Se arrojó sobre su cama y comenzó a pensar. Estaba realmente enojada, pero ese era el sentimiento que aplacaba el dolor que sentía. Miró a su alrededor, y se vio rodeada de una soledad escalofriante. Estaba sola; la casa estaba vacía. En un bosteso, sus ojos se llenaron de lágrimas, pero no desaparecieron, sino que comenzaron a caer sobre sus mejillas, sin cesar. Estaba llorando. Lloraba por la nada; o tal tenía un motivo, pero simplemente no lo encontraba dentro de su cabeza. Lloraba; lloraba y pensaba, hasta que una oscuridad la envolvió.

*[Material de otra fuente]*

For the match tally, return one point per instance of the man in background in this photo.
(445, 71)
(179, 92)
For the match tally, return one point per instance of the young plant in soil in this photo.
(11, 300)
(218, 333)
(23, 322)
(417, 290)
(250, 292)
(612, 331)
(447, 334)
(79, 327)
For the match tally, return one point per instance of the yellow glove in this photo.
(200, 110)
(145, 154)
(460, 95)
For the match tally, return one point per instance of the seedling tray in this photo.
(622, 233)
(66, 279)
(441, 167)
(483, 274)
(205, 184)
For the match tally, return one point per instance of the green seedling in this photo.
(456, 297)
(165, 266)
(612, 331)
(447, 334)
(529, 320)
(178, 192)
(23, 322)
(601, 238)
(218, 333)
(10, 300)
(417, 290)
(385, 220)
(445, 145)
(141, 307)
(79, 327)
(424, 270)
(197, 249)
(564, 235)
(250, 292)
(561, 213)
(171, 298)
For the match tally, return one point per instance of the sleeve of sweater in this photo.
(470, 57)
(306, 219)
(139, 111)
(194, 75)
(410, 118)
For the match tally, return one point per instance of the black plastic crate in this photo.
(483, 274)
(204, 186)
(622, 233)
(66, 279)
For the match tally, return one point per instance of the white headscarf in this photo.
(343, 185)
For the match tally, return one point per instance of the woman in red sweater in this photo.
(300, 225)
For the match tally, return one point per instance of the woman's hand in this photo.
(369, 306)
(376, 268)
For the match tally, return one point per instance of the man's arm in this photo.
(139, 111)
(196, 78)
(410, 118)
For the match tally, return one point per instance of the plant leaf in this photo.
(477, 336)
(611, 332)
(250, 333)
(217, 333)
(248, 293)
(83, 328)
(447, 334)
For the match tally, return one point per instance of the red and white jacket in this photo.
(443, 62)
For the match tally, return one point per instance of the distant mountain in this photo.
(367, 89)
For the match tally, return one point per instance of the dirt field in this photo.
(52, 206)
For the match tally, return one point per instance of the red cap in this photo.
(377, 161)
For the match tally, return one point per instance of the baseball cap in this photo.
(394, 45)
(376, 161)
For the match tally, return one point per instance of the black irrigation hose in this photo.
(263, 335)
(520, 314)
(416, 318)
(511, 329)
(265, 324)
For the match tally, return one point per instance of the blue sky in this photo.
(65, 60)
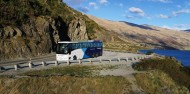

Despertó. Ya era la mañana y debía levantarse. Miró su rostro reflejado en el espejo: vio una mujer pálida, con el maquillaje corrido y los ojos rojos e hinchados. Eso la deprimió, esa mujer y su aspecto la deprimió. Esa mujer era ella.
Tomó una ducha y se vistió elegante, de manera de sentirse mejor consigo misma. Tenía colores alegres. Bebió su café y a regañadientes salió a trabajar.

Era un día soleado. Cuando viop la luz del sol, sintió cómo una alegría iba tomando su cuerpo, hasta llegar a su alma; hasta llegar a su ánimo. Comprendió que lo que la había hecho llorar la noche anterior era aquel angustioso vacío y la oscuridad de la fría noche. Sintió placer, y miedo.
Se vio feliz de encontrar una razón para su llanto: la soledad que le daba la luna; pero sintió mierdo, pues sabía que debía enfrentarse a esto nuevamente aquella noche, ¿O sería diferente esta vez?